That is what Suze Orman would say if she spent one minute with me. That woman scares me. And yet, I am kind of in love with her. Actually I am in love with those impressions Kristin Whig does of her on SNL . . ."Don't waste your money on expensive self-tanners! Take a bath in beef boullion cubes!" Sometimes I get sucked into Suze Orman's show and I want to slap her callers. Not the dumb ones who spend too much money on shit they can't afford . . . I like them. They make me feel good about myself. The rich ones who call in and give stats about how they are 26 years old with a huge salary and a ginormous savings account and stocks and bonds and retirement and then ask if they can buy some dumbass rich person thing like a $900 pair of shoes. And of course Suze approves them, because they can afford it, because they are freaking rich and everyone knows it, and why are they calling in on this show anyway — just to brag?!?!

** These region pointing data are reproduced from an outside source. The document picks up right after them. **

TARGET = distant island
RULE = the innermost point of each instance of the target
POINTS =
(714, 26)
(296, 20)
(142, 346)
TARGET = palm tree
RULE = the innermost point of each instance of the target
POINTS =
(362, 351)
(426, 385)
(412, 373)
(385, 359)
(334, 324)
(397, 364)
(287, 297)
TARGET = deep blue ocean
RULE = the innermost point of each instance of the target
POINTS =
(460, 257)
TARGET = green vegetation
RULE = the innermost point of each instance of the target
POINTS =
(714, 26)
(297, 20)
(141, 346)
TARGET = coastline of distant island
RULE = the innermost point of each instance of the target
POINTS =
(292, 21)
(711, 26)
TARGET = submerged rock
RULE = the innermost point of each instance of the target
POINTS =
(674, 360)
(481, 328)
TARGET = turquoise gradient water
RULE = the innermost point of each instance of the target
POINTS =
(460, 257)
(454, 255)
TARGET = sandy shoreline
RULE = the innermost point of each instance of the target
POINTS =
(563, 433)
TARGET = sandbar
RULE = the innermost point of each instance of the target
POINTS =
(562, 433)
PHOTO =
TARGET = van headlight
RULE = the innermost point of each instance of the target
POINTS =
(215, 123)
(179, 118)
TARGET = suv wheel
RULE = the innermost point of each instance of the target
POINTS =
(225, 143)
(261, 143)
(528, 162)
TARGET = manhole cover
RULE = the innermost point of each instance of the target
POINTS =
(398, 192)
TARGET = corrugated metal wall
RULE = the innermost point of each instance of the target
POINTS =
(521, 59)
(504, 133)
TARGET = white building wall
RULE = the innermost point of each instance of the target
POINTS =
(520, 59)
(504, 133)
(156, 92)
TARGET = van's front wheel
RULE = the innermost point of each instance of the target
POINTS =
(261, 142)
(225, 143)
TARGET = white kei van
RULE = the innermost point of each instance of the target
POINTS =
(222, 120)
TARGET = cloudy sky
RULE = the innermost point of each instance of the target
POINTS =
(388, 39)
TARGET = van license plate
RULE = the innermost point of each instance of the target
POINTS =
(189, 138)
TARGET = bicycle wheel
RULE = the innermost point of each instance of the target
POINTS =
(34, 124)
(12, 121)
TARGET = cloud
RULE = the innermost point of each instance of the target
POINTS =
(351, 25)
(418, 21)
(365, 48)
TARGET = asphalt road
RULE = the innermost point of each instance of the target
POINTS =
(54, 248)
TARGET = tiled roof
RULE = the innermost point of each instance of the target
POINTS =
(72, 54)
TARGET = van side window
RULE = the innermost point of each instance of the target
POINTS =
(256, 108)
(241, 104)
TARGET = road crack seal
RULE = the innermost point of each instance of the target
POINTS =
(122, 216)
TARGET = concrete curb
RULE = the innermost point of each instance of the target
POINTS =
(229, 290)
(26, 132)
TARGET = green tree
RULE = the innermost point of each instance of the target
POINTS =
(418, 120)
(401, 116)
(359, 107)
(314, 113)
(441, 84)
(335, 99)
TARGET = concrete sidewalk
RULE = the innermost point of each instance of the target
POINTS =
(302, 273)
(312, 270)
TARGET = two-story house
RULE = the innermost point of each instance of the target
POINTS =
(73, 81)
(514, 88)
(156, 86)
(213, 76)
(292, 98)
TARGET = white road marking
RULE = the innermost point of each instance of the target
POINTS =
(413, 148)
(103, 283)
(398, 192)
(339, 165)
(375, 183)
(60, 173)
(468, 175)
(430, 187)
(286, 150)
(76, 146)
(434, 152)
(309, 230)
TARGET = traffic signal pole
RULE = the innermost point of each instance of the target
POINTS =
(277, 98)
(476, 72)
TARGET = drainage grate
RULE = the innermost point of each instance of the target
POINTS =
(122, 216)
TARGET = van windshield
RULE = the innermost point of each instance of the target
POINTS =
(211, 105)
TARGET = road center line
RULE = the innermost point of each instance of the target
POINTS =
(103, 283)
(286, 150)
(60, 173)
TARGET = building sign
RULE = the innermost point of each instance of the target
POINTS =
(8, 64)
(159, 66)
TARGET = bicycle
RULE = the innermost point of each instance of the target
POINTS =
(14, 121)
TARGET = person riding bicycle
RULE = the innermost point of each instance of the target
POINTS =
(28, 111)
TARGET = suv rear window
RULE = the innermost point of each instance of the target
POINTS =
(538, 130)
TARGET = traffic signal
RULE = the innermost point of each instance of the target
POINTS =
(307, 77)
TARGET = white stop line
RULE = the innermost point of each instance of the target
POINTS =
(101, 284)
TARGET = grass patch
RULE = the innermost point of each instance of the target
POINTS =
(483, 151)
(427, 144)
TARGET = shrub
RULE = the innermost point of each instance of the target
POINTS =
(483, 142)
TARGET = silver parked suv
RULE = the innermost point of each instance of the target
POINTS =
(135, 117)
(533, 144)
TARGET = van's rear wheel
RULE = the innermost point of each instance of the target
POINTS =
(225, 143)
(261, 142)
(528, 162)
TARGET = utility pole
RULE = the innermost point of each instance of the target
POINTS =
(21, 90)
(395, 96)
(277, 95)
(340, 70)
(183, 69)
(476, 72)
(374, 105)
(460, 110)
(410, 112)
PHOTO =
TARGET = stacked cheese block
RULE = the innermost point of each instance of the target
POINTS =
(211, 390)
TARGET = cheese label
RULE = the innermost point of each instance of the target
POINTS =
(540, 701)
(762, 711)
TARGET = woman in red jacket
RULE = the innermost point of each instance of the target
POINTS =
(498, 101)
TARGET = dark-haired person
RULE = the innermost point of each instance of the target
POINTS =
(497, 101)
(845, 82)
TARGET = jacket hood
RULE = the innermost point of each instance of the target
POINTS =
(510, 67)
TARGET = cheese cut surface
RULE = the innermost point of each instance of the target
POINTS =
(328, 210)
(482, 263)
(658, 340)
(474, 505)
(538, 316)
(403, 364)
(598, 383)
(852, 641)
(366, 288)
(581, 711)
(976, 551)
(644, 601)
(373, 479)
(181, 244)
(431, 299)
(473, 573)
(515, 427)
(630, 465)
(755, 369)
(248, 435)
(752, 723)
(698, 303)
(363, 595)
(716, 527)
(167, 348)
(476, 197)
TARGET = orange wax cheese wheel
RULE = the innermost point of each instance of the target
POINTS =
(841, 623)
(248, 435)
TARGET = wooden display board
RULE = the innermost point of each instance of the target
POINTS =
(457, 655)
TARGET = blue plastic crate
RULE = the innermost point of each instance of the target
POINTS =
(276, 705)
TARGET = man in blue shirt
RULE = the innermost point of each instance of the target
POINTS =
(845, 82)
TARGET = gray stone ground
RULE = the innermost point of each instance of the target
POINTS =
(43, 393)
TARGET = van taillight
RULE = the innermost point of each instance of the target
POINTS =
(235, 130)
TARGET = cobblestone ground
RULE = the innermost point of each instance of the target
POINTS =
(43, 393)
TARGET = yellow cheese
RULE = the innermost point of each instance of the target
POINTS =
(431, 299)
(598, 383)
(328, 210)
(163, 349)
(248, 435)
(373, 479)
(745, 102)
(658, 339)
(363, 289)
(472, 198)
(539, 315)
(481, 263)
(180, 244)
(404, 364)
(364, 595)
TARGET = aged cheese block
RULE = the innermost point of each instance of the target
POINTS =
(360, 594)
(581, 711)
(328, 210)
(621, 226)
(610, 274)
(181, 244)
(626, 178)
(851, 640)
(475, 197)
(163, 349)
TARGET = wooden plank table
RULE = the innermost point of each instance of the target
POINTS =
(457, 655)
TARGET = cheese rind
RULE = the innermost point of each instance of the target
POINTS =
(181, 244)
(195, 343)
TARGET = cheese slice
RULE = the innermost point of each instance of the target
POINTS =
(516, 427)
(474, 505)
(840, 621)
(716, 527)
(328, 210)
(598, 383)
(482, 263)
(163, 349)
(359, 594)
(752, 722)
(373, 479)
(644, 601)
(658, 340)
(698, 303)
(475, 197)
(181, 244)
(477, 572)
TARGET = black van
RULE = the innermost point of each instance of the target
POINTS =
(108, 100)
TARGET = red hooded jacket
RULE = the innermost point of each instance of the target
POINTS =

But I digress. I think I need a Suze Orman in my life. Every year around this time, I get a compulsive urge to buy stuff. I think it's because we always got the gigantic J.C. Penney's catalog in the summer when I was growing up and I would spend a great deal of time going through it, circling things like a mad woman and drawing mustaches on the models. I would plan what I was going to wear on the first, second and third days of school. I'd record Saved by the Bell and Blossom and write down what everyone wore to see if I could copy their outfits. And then, right before school started, which was coincidentally also around my birthday, I would get stuff! Not a lot of stuff, but enough to make me feel like I had achieved a real makeover. Of course, my taste was totally whacked out (please note that Blossom was my role model). I remember taking great care to plan one of my first week outfits in third grade: It consisted of a t-shirt that said "I don't look for trouble . . . it finds me," red knee socks, and poofy corduroy knickers (inspired by newsboys, I suppose?) that I asked my mom to make specifically for the occasion. I thought I looked awesome. Later, I started cutting the tops off my sweatshirts and coupling them with shorts — over tights — and the requisite floppy hat with the flower in the middle. Then came the crazy Salvation Army get-ups that were trying too hard in the opposite way. Each new outfit made me feel like I was really projecting a new image: that people were going to think I was super edgy and cool. I think people just thought I was weird.

Thanks to my help from the Macy's personal shopper a few years ago, I have the beginnings of a fairly solid grown-up wardrobe. There are some gaping holes in it though, and I feel like now is the time to fill them. Instead of getting a new iron and a new vacuum. This year I feel extra urgency in getting new stuff because it appears I am about to get my braces off — and I can't really explain the logic here, but it's like, I really should get a new bag to show off my new teeth. Doesn't make any sense, I know. Especially since I do not care at all about bags. Or shoes. But suddenly, I kind of do. It's weird though, I still hate the experience of shopping — I just want to get stuff so I can never go shopping again. But I think Suze Orman would tell me I've got it backwards. And then she'd slap me, probably.